Because Jesus was a carpenter.
At the risk of diverging into a serious conversation, I feel like I need to speak up for architects a little bit here ;)
I think I must run in different architectural circles than the architects folks love to complain about on GBA.
Both my job, and the jobs of other architects I know are much more the jobs of project managers than artists.
We spend much less time negotiating our artistry with the structural engineer's physics, but rather, our job is about negotiating the mechanical engineer's physics with the structural engineer's physics with the city's zoning code with the state's building code with the client's budget with the client's program with the needs of the end-users of the space with.... you get the idea.
I did my undergraduate degree in fine art. Architects get to do a lot of interesting problem-solving and design. But we don't do a lot of art. I don't know where that rumor got started... probably to lure unsuspecting art students like my younger self into architecture programs ;)

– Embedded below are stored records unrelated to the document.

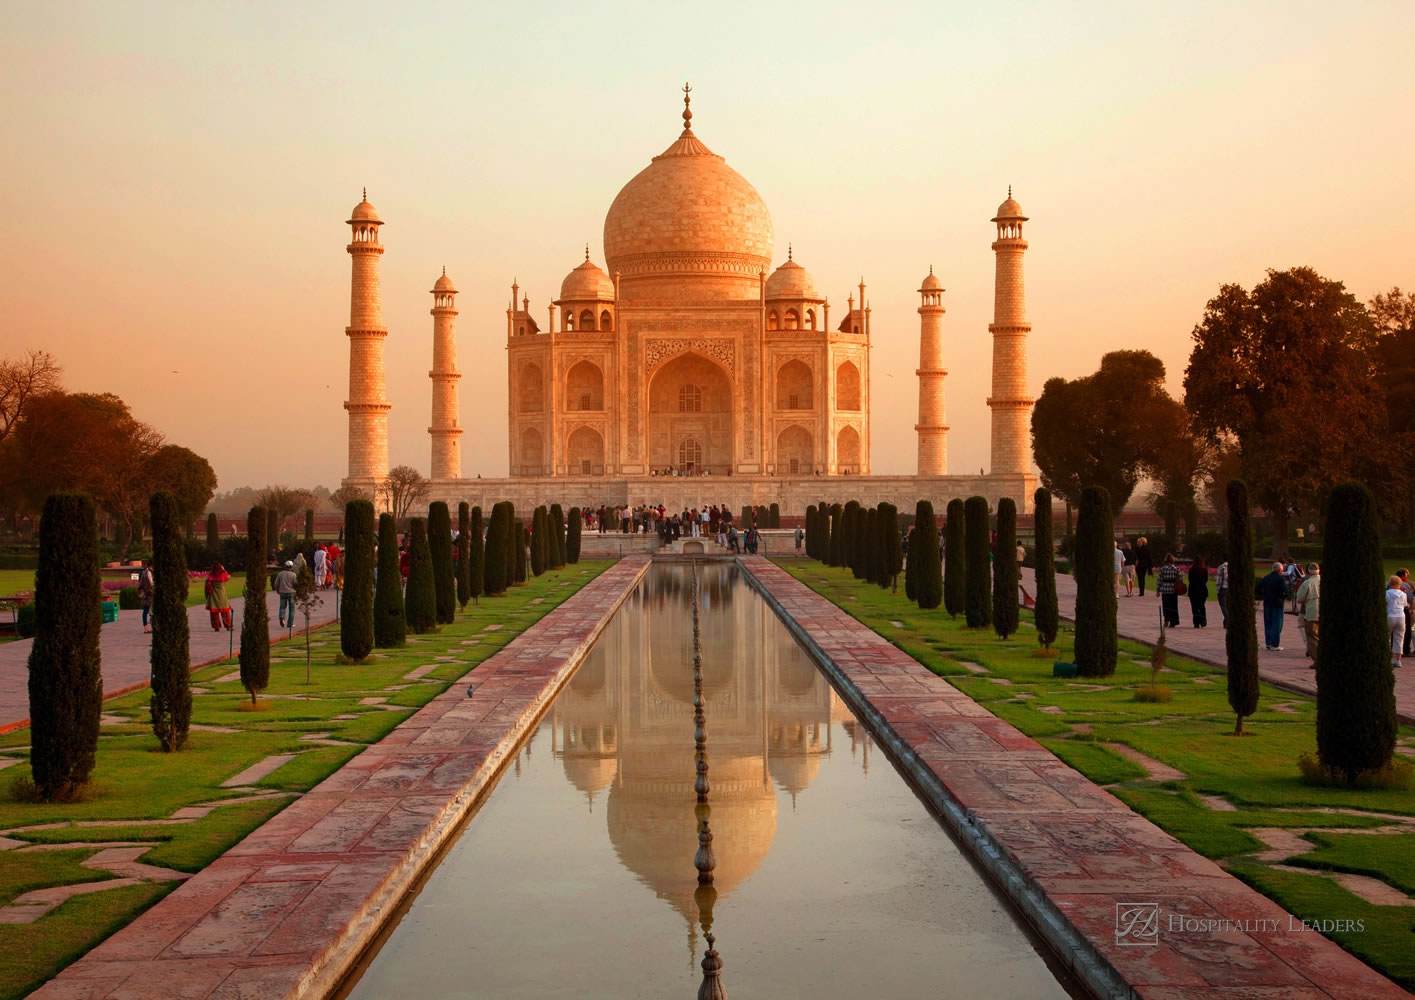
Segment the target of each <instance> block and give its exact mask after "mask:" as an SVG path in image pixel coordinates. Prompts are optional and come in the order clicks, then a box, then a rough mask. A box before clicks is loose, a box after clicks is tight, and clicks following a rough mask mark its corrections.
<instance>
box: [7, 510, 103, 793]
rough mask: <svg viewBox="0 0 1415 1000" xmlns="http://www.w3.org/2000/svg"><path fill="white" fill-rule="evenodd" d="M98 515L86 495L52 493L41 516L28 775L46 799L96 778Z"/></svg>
mask: <svg viewBox="0 0 1415 1000" xmlns="http://www.w3.org/2000/svg"><path fill="white" fill-rule="evenodd" d="M100 590H102V584H100V581H99V574H98V515H96V512H95V508H93V501H92V499H89V496H88V495H86V494H62V492H61V494H51V495H50V498H48V499H47V501H44V512H42V513H41V515H40V566H38V569H37V570H35V576H34V603H33V604H27V605H25V607H33V608H34V610H35V627H37V631H35V636H34V646H33V648H31V649H30V774H31V775H33V777H34V785H35V788H37V791H38V795H40V798H42V799H47V801H55V799H58V801H64V799H72V798H74V796H76V795H78V793H79V792H81V789H82V788H83V785H86V784H88V781H89V775H92V772H93V762H95V757H96V754H98V727H99V716H100V714H102V704H103V673H102V662H100V653H99V631H100V629H102V620H100V612H99V594H100Z"/></svg>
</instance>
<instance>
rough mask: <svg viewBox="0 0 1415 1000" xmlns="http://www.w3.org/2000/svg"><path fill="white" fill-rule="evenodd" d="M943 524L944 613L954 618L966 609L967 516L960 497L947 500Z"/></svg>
mask: <svg viewBox="0 0 1415 1000" xmlns="http://www.w3.org/2000/svg"><path fill="white" fill-rule="evenodd" d="M945 516H947V518H948V522H947V523H945V525H944V610H945V611H947V612H948V614H949V615H951V617H954V618H957V617H958V615H961V614H964V611H965V610H966V607H968V543H966V539H965V529H966V521H968V518H966V515H965V513H964V502H962V499H959V498H957V496H955V498H954V499H951V501H948V511H947V515H945Z"/></svg>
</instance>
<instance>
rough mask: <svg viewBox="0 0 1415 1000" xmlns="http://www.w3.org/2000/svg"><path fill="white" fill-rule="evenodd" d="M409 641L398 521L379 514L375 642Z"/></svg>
mask: <svg viewBox="0 0 1415 1000" xmlns="http://www.w3.org/2000/svg"><path fill="white" fill-rule="evenodd" d="M406 641H408V617H406V611H405V608H403V577H402V573H400V570H399V569H398V523H396V522H395V521H393V515H391V513H386V512H385V513H381V515H378V577H376V581H375V584H374V645H375V646H378V648H379V649H396V648H398V646H402V645H405V644H406Z"/></svg>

My guess is a lot of the problems with architects are similar to the problems with newer engineers. Back when I was in school, you had to basically apprentice for two years as part of your college work as an intern at an engineering firm (or similar, you had to work under experienced engineers). This was so that you'd learn that what the book says isn't everything. Most schools now will graduate new engineers without any requirement for any field work at all, which results in engineers that are clueless about the real world.

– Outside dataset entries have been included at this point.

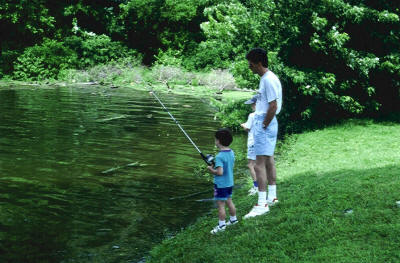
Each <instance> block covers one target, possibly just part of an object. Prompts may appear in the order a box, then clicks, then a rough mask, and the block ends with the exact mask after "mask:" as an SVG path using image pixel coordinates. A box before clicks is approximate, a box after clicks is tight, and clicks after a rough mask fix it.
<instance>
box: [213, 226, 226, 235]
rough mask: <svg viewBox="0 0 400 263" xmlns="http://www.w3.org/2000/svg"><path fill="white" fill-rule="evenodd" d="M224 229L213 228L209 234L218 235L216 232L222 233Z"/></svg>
mask: <svg viewBox="0 0 400 263" xmlns="http://www.w3.org/2000/svg"><path fill="white" fill-rule="evenodd" d="M225 228H226V225H223V226H219V225H218V226H216V227H214V228H213V230H211V232H210V233H211V234H213V235H214V234H216V233H218V232H222V231H224V230H225Z"/></svg>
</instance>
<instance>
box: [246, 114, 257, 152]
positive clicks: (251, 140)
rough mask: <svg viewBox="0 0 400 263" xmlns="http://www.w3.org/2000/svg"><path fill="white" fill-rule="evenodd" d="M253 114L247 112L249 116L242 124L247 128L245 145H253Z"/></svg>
mask: <svg viewBox="0 0 400 263" xmlns="http://www.w3.org/2000/svg"><path fill="white" fill-rule="evenodd" d="M254 115H255V113H254V112H252V113H250V114H249V117H248V118H247V121H246V123H245V124H244V126H245V127H246V128H247V129H249V134H248V135H247V146H248V147H250V146H253V145H254V132H253V131H254V129H253V124H254Z"/></svg>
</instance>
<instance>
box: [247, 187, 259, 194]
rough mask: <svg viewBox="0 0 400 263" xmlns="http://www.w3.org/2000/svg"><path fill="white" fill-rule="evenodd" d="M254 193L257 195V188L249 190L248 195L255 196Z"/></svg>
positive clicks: (250, 188)
mask: <svg viewBox="0 0 400 263" xmlns="http://www.w3.org/2000/svg"><path fill="white" fill-rule="evenodd" d="M256 193H258V188H257V187H252V188H250V190H249V195H255V194H256Z"/></svg>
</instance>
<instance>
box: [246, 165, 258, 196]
mask: <svg viewBox="0 0 400 263" xmlns="http://www.w3.org/2000/svg"><path fill="white" fill-rule="evenodd" d="M248 160H249V162H248V164H247V166H248V167H249V171H250V175H251V179H252V180H253V186H252V187H251V188H250V190H249V195H255V194H256V193H258V183H257V175H256V171H255V169H254V167H255V166H256V161H255V160H252V159H248Z"/></svg>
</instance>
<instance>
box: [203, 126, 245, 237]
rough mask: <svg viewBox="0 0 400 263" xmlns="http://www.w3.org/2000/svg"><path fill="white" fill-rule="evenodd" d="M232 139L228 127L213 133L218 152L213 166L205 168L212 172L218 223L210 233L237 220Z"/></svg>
mask: <svg viewBox="0 0 400 263" xmlns="http://www.w3.org/2000/svg"><path fill="white" fill-rule="evenodd" d="M232 141H233V138H232V133H231V132H230V130H229V129H226V128H223V129H219V130H218V131H217V132H216V133H215V145H216V146H217V147H218V149H219V150H220V152H219V153H218V154H217V156H215V165H214V167H212V166H208V167H207V168H208V170H209V171H210V172H211V173H212V174H214V199H215V200H216V201H217V204H218V218H219V224H218V225H217V226H216V227H214V229H213V230H211V234H216V233H218V232H220V231H224V230H225V228H226V226H227V225H233V224H236V223H237V222H238V220H237V218H236V208H235V205H234V204H233V202H232V188H233V166H234V163H235V154H234V152H233V151H232V150H231V149H230V148H229V145H230V144H231V143H232ZM225 203H226V204H227V205H228V208H229V214H230V219H229V222H228V223H225V217H226V214H225Z"/></svg>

I imagine there are architects out there who also have never really worked in the field, so they don't understand the realities of a project. The real world is not as clean and organized as a textbook problem after all :)
I do agree that there are good architects out there and I've worked with some of them. The good ones visit the job sites, listen to the contractors, and try to facilitate timely completion of projects. The bad ones are the ones where the answer to every question is "build it like the print". I've worked with those too.
Bill
A bit of a defense.
Architects are the only true white collar professionals left in the world. In the old days, when most of the world's work force were blue collar (factory workers, office workers, farmers, ranchers, etc) the white collar people were architects, doctors, engineers, lawyers, professors, etc).
However, all occupations (other than architects) have to stay within certain guidelines. Doctors (or surgeons) can't suddenly decide to cut something away or connect things together just because they feel like it, lawyers can't say that they don't like the judgment of the court so they make up their own law, engineers can't decide to ignore the role of physics, and professors can't teach things that aren't true.
Architects sit down with a blank sheet of paper and draw a vertical line, then a horizontal one and everyone thinks that they've started to design. They actually haven't, they've only created a reference point where the two lines cross.. It's only when the third line is drawn that you begin to define space, and then only if you include a measurement to give scale.
Architects can allow themselves to go anywhere in their minds and create anything they want, relying on a million past memories and incorporating fantastic new concepts. Theirs is the only profession where anything can happen. Engineers and building scientists help create the building, but there's nothing to create without the architect.